Find out what people want

Do you get freedom of information requests for data? If so, note them down as potential candidates for open data. Journalists are often after a fun story on libraries, and will email every library service asking for their most overdue books, or top 100 books loaned that year, etc.

Check with local data and developer groups to hear what they’d like to see. Ask the public what they’d be interested to know more about.

There are also sector colleagues who could be interested. Ask the British Library’s LibraryOn team what they may be interested in, and what they feel could be useful to develop their website. It may be that they could start to use your data in beta versions.

Use data schemas

It’s really useful to have library data published that matches data from other library services. It means the data is both useful locally, and can be merged with other services to be used at a wider level.

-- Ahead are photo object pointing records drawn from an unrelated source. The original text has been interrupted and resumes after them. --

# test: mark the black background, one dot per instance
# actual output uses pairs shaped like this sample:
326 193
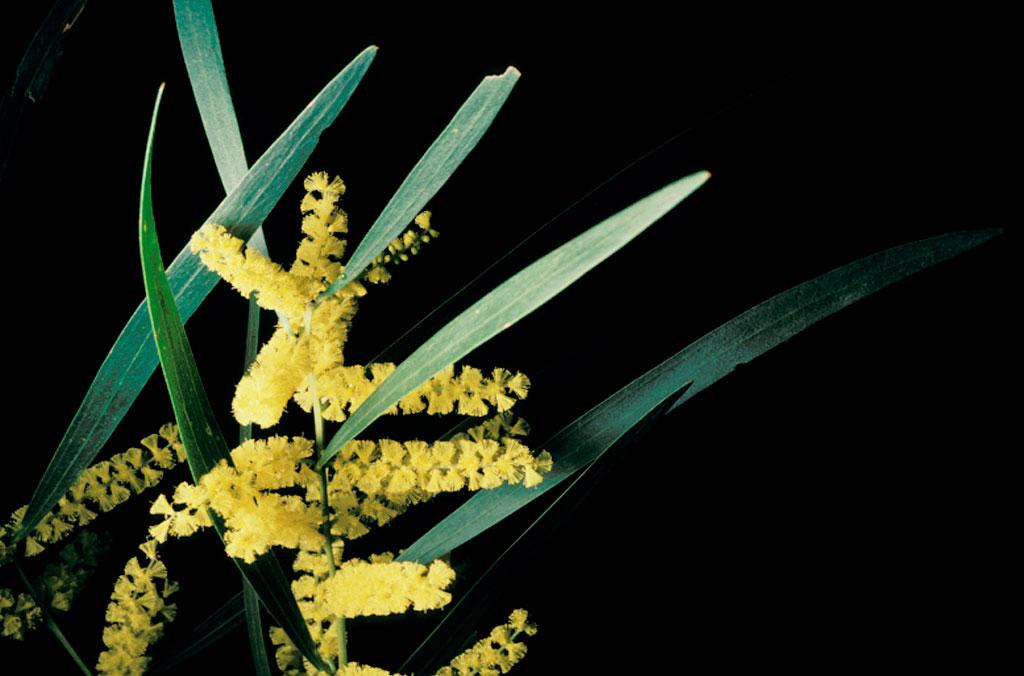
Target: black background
842 501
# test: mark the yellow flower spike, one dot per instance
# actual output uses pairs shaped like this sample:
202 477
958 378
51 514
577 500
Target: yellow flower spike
496 653
135 617
360 588
102 487
279 370
276 289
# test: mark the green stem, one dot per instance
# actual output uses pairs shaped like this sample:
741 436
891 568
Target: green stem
325 504
50 624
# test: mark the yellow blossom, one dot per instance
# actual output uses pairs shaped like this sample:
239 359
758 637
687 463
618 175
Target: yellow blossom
496 653
360 588
101 488
136 615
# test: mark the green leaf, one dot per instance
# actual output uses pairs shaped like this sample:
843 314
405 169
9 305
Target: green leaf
702 363
431 172
255 628
516 297
201 47
133 357
204 444
207 633
463 618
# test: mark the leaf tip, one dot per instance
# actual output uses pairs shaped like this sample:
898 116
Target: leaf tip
510 72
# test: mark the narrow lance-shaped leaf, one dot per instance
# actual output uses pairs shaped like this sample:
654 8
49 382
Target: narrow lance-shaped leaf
431 172
702 363
204 444
132 360
516 297
462 619
594 431
201 48
207 633
205 62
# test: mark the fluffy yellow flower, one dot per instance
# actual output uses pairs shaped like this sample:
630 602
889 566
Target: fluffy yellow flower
136 615
280 368
255 517
361 588
99 489
497 653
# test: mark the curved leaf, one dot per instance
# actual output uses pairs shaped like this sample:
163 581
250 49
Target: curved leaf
201 48
201 435
516 297
702 363
431 172
133 357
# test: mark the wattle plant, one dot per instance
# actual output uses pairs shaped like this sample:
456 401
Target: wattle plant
287 506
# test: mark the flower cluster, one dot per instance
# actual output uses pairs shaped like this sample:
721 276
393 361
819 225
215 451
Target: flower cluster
496 653
100 488
136 614
270 496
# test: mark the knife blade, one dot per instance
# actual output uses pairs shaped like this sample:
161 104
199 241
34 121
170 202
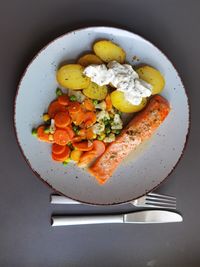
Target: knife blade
139 217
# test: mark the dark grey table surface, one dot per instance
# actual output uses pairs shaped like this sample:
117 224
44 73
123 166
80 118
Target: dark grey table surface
26 237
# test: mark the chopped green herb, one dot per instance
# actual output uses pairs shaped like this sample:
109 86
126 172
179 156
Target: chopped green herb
106 121
72 98
107 130
47 130
70 145
59 92
48 122
100 137
116 131
34 132
76 129
95 101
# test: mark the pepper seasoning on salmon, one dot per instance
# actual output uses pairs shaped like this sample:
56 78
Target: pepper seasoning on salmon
139 129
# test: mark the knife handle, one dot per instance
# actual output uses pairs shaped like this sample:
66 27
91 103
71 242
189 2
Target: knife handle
57 199
81 220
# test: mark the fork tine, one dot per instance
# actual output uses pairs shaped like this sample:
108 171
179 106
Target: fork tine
156 203
161 199
162 196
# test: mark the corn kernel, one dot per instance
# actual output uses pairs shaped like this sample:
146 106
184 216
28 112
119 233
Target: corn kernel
46 117
51 137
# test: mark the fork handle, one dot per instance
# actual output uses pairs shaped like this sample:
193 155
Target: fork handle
81 220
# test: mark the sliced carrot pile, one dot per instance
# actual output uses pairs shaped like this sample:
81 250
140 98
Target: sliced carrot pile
63 100
73 127
74 107
42 136
54 108
57 149
70 132
90 134
75 155
62 156
88 105
62 119
99 147
61 137
90 119
108 103
83 146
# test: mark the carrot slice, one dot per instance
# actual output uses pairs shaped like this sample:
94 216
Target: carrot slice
78 117
63 156
77 139
108 103
88 105
70 132
99 147
63 100
62 119
75 155
54 108
61 137
86 158
90 119
57 149
74 107
82 133
90 134
42 136
83 146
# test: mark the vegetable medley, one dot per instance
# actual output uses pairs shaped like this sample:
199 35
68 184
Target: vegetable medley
85 117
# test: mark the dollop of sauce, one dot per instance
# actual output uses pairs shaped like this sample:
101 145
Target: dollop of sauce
122 77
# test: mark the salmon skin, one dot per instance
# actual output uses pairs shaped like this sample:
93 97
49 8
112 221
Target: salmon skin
140 128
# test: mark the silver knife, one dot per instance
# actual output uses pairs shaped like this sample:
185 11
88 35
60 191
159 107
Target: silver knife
139 217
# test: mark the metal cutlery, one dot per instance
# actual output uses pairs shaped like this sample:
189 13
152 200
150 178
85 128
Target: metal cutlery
151 200
139 217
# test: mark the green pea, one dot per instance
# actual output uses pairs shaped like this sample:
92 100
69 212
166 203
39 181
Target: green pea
95 101
34 132
47 130
59 92
116 131
72 98
107 130
66 161
76 129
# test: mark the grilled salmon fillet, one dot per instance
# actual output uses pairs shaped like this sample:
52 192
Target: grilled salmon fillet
140 128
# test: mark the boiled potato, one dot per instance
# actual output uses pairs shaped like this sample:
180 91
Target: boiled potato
120 103
95 91
108 51
152 76
71 76
89 59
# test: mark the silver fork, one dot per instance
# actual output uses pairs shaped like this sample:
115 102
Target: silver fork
151 200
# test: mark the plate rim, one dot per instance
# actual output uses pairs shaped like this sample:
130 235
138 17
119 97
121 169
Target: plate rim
22 151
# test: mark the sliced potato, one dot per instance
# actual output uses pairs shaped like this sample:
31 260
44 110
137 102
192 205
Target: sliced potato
120 103
89 59
152 76
108 51
71 76
95 91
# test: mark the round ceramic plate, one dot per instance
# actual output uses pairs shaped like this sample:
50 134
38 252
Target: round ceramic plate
144 169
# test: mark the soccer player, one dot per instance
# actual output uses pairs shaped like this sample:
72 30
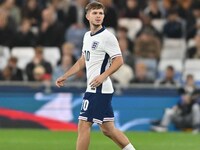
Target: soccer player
102 57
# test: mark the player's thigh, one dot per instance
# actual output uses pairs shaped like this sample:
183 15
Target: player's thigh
84 125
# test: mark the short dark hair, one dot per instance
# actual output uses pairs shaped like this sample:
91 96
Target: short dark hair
94 5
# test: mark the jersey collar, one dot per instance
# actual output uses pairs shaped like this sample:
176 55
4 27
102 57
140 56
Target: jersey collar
101 30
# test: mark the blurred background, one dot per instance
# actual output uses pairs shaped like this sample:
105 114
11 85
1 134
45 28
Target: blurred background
157 89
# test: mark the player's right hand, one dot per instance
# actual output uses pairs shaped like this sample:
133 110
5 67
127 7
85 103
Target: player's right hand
60 81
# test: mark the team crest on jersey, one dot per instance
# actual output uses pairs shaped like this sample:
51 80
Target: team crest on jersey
95 45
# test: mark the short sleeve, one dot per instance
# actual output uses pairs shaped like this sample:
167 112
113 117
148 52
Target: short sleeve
112 46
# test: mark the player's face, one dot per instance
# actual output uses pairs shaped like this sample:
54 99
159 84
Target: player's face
95 16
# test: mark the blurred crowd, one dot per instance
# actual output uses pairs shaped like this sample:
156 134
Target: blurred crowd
62 24
156 38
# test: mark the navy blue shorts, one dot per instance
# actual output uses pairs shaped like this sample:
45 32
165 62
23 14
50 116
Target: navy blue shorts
96 108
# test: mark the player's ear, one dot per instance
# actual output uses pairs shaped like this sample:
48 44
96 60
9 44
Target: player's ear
87 16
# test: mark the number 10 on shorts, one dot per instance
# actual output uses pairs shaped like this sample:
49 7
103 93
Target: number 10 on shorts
85 105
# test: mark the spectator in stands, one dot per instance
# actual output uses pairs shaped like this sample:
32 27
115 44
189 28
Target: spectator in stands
184 8
185 114
7 34
147 27
169 77
122 32
166 6
76 14
32 11
13 11
38 60
126 54
61 7
51 31
147 46
39 73
194 52
6 74
153 10
16 73
189 86
24 36
193 23
131 10
111 17
173 28
141 73
66 63
11 72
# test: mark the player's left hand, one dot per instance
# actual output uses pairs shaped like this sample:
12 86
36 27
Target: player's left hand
97 81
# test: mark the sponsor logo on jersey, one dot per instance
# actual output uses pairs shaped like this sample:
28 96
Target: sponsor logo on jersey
95 45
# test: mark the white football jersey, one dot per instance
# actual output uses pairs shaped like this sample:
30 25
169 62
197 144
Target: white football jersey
98 50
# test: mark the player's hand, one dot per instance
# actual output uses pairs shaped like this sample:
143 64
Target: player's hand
60 81
97 81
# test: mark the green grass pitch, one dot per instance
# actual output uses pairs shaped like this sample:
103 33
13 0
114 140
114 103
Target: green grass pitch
52 140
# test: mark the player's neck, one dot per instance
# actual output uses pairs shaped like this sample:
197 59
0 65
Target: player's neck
95 29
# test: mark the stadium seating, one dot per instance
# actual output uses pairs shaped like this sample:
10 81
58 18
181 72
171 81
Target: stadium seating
52 55
24 55
4 56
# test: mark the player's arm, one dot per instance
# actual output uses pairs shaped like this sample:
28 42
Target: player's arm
79 65
117 62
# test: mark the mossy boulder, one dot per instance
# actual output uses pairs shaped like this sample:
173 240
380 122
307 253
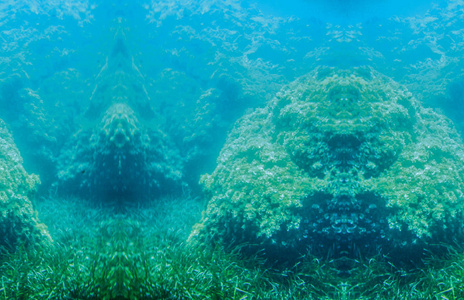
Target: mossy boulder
19 224
339 161
121 152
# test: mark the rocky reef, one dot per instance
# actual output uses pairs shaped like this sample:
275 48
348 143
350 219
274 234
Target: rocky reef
121 150
19 224
339 162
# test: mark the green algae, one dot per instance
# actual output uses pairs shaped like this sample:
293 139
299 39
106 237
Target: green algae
339 158
19 224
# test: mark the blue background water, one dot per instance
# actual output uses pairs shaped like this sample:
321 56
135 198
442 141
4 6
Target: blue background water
53 51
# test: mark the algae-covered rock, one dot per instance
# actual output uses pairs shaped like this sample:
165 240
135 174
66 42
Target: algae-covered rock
19 224
121 151
341 160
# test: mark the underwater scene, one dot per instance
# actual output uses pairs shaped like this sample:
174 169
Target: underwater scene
226 149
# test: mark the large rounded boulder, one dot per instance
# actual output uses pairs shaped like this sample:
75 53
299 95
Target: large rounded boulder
340 161
19 224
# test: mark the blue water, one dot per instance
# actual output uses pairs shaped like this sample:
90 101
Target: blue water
183 72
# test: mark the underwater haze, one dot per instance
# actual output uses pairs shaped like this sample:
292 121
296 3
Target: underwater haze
178 149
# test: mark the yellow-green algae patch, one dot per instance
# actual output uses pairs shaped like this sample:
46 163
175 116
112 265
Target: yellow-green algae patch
346 160
19 224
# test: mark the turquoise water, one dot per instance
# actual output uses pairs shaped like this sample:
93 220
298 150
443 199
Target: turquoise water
122 108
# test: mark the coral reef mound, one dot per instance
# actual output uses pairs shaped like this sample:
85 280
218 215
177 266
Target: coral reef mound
19 224
339 162
121 151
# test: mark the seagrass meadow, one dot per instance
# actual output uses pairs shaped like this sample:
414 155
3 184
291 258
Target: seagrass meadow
237 149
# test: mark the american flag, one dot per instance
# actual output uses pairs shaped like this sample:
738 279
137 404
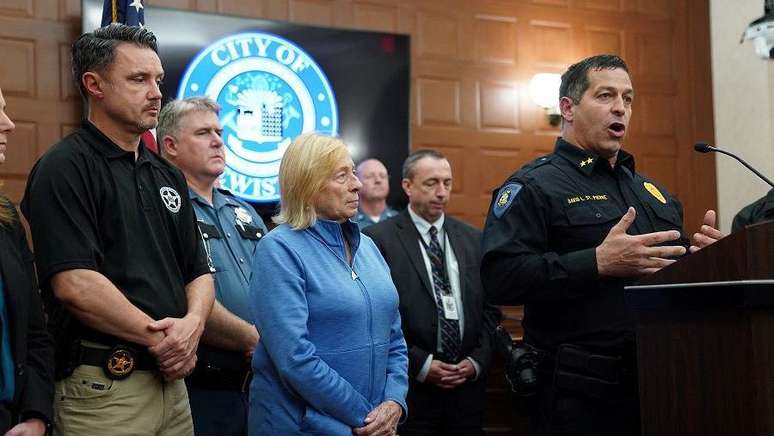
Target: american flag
131 13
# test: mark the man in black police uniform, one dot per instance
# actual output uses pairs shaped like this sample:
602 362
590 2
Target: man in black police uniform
118 252
564 235
758 211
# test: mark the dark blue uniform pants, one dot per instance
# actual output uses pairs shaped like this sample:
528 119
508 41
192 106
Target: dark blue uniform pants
218 412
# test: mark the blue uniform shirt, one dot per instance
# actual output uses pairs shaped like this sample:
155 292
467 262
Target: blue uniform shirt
230 229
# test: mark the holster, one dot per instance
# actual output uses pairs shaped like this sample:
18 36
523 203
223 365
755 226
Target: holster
589 374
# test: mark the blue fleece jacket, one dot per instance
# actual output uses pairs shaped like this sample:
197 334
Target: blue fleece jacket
331 345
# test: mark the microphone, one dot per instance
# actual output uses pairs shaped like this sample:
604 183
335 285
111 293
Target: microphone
706 148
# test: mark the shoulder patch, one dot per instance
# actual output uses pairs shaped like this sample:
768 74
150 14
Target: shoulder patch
505 197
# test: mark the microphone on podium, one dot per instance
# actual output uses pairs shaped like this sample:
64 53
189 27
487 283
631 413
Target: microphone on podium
706 148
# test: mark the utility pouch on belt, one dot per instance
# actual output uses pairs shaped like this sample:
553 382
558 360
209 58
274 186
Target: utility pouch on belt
588 374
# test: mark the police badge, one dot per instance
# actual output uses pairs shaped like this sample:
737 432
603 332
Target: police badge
120 363
243 216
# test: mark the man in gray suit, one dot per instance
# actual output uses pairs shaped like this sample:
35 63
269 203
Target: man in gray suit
434 260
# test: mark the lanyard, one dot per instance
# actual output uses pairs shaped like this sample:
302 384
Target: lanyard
443 260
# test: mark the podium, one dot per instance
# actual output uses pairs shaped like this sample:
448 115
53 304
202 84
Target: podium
705 340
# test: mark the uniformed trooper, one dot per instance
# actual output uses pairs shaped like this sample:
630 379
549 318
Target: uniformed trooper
189 133
373 196
564 235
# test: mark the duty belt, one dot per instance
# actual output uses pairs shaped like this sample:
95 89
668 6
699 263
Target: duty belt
118 361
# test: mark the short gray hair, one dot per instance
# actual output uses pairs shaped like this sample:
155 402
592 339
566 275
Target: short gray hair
411 161
96 51
174 111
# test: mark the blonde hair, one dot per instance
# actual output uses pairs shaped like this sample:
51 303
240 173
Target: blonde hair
306 166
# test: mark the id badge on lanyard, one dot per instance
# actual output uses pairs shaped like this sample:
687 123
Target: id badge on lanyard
449 307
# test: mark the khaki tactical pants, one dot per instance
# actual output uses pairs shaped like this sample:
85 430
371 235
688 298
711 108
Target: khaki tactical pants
144 404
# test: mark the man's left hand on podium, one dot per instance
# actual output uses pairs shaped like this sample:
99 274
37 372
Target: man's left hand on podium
707 234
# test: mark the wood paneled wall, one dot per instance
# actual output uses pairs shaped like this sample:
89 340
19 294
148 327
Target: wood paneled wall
471 61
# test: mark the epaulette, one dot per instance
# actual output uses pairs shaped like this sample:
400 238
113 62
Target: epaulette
225 192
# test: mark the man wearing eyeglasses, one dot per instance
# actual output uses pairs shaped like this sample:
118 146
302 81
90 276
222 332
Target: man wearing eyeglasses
373 195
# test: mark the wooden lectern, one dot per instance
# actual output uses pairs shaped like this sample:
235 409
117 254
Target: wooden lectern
705 340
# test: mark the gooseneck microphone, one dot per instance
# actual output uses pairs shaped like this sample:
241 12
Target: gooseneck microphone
706 148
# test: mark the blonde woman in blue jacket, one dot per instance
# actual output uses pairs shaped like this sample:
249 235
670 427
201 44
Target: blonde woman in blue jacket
331 359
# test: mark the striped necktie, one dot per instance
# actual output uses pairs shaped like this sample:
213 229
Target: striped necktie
450 328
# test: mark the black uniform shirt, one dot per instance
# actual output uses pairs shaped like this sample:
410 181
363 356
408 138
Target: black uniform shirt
758 211
91 205
540 239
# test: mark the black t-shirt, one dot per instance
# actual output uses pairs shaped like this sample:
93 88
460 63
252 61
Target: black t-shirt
91 205
540 238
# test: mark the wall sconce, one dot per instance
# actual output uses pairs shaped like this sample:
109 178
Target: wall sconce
544 90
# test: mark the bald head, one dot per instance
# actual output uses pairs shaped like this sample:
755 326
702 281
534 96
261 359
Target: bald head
373 175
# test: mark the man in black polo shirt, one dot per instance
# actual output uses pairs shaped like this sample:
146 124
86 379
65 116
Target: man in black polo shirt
118 252
564 235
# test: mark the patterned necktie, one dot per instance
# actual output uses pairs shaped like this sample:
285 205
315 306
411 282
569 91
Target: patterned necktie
450 328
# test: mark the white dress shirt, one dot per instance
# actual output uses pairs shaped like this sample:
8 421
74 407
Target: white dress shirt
453 272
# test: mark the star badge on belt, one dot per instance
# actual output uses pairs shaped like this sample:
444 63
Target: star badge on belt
120 363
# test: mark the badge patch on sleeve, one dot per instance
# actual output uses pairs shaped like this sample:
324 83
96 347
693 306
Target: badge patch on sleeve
505 197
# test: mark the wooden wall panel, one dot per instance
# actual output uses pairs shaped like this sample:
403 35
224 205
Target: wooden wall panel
471 62
498 106
18 67
437 35
17 8
438 102
376 17
495 39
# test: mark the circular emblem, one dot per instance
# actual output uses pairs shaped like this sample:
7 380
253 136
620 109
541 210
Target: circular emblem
269 91
120 363
654 192
170 198
243 216
505 198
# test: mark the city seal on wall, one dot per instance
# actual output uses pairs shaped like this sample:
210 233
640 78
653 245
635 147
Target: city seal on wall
269 91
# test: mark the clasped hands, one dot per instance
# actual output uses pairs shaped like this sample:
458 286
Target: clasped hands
176 352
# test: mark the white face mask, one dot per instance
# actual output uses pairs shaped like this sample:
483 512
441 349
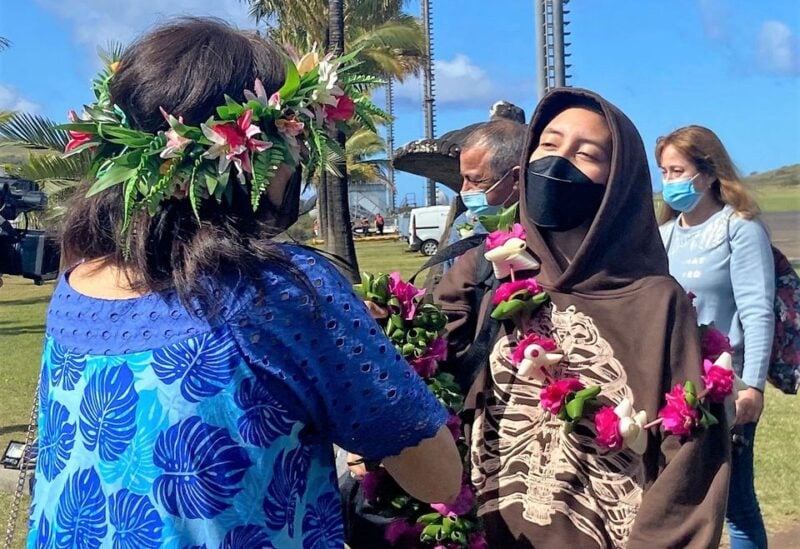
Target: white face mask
477 201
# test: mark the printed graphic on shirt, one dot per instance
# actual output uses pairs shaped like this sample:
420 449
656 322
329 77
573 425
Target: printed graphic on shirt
521 455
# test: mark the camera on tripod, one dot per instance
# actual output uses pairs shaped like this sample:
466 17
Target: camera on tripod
30 253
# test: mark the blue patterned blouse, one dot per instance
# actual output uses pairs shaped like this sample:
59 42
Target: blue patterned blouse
162 429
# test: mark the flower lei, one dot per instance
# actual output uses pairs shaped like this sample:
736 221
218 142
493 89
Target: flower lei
537 357
319 97
415 326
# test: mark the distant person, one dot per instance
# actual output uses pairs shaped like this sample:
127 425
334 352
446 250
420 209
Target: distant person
618 321
489 167
720 251
196 374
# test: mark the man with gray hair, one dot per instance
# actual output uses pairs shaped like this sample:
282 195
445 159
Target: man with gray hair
489 166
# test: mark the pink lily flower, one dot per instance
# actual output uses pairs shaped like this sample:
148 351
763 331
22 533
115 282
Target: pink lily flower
233 141
175 142
76 139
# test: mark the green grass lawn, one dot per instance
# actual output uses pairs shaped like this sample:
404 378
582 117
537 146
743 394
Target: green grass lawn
778 199
22 313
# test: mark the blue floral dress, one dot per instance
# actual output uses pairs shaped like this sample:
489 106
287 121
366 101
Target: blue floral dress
158 428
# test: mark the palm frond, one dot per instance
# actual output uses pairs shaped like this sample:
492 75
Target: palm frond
33 132
53 167
111 52
364 142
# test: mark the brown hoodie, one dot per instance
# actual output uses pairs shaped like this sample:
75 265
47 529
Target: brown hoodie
624 324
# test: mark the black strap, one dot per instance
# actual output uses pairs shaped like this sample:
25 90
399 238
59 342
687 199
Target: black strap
454 250
475 357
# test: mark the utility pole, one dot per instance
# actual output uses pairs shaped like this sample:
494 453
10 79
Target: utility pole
428 99
550 45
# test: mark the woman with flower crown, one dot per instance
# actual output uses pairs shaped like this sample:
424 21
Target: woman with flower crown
196 375
593 423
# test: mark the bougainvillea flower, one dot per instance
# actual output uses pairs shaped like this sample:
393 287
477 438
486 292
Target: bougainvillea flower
535 355
498 238
553 397
76 139
461 506
679 417
406 293
606 423
507 289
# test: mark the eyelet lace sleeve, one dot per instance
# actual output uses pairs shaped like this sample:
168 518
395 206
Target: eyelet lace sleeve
356 389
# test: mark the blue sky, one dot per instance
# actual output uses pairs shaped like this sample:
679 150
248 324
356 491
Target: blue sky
731 65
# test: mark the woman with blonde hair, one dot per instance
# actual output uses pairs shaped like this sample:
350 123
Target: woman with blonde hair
719 251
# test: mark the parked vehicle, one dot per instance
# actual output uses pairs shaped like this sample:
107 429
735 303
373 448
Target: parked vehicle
426 228
402 223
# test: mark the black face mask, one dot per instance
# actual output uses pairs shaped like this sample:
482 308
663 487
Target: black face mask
558 196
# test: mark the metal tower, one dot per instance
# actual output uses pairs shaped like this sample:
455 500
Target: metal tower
550 45
390 139
428 98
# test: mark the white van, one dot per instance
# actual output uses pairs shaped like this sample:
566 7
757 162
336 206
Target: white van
426 227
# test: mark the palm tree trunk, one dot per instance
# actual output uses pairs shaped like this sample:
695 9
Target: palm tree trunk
333 192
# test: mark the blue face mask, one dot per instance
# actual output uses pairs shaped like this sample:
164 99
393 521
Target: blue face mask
477 203
680 194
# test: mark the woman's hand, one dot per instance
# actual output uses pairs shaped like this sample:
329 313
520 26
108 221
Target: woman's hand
749 405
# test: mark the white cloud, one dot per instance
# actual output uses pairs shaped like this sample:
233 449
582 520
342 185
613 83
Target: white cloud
11 100
778 48
98 22
457 82
715 16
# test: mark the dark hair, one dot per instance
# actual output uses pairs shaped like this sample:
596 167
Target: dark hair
186 66
504 139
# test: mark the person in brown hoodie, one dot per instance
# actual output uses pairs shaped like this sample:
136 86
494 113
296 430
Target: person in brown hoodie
622 323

That was the point of creating the public library data schemas, a cross-sector project in 2019. Those schemas describe the structure for 7 commonly-held datasets: loans, visits, membership, catalogue, events, library locations, and mobile library stops. The pages also describe potential uses both locally and nationally.

Look at other services

Not many library services publish regular open data, but do take a look at Newcastle Libraries, Barnet Libraries (who use the data schemas mentioned), and Calderdale libraries datasets.

Don’t destroy your data first

There’s a strong tendency to simplify data before publishing it.

“The public don’t need book loans for every library, every month, broken down by item category - how about a nice table for them that gives a summary count of loans per year. That’ll be easy for them to understand.”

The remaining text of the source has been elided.